I've heard just about zero opposition to this, so I've put a code review together here: https://reviews.llvm.org/D47073
With the intent of either implementing this policy change, or encouraging further discussion/bikeshed.

Thanks all!
-Erich

Hi all-
I just wanted to bump this again, I know I sent it out on a Friday :slight_smile: I realize this is a minor code change with significant implications, so it seems to me that I should ensure it gets extensive exposure.
See the review here: https://reviews.llvm.org/D47073
-Erich

I’d like us to move forward with something along the lines Erich proposed back in May, ideally early enough in the LLVM 8 release process that people testing the release will be able to provide feedback.
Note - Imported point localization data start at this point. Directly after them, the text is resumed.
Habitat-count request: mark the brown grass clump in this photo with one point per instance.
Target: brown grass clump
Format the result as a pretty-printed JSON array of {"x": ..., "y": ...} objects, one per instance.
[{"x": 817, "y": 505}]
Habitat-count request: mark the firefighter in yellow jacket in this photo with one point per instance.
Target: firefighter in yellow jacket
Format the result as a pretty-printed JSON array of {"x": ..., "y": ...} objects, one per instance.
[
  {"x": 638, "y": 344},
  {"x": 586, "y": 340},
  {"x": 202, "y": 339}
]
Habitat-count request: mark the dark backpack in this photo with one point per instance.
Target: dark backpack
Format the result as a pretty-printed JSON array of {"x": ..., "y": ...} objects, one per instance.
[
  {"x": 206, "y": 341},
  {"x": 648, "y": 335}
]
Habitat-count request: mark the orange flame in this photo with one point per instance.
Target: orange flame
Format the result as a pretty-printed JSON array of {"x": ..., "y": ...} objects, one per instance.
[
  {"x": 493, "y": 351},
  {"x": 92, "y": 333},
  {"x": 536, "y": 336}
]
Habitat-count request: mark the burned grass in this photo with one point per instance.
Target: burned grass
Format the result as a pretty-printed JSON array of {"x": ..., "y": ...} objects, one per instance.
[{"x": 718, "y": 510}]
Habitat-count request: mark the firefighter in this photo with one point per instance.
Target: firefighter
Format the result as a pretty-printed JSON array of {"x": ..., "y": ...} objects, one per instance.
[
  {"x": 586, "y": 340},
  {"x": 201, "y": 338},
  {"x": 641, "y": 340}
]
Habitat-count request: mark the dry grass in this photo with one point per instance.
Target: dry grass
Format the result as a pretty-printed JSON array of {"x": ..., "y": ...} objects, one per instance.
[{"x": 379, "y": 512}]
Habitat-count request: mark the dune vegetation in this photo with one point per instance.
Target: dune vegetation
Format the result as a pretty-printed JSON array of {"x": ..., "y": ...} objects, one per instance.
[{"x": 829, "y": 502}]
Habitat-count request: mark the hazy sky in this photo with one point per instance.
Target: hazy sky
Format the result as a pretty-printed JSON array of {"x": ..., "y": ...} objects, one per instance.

Are there any remaining concerns?

I’m a bit puzzled as of why would a fix period of time be the best option to automatically cut support for older compilers?

Historically I believe we’ve been looking at a combination of:

  1. What new feature we gain by dropping support for a given version of the compiler
  2. What major OS out there have available (possibly through PPA?).

And balance the two aspects.

What is the motivation for changing this approach?

I’m a bit puzzled as of why would a fix period of time be the best option to automatically cut support for older compilers?

Historically I believe we’ve been looking at a combination of:

  1. What new feature we gain by dropping support for a given version of the compiler
  2. What major OS out there have available (possibly through PPA?).

And balance the two aspects.

What is the motivation for changing this approach?

Historically we’ve been on C++11, minus some stuff. The motivation to change the approach is to not be stuck on older C++ versions.

I don’t understand why migrating to c++14 has anything to do with changing the approach.
We migrated to C++11 using the framework I mentioned above, I don’t see why we can’t do it for C++14?

I’m afraid that a fix number of year is purely arbitrary and does not serve the best interest of the users. The only “pro” I perceive is avoiding the work of discussing the tradeoff when dropping support for an old version of one of the supporter host toolchain, and making our life easier on this seems superficial to me.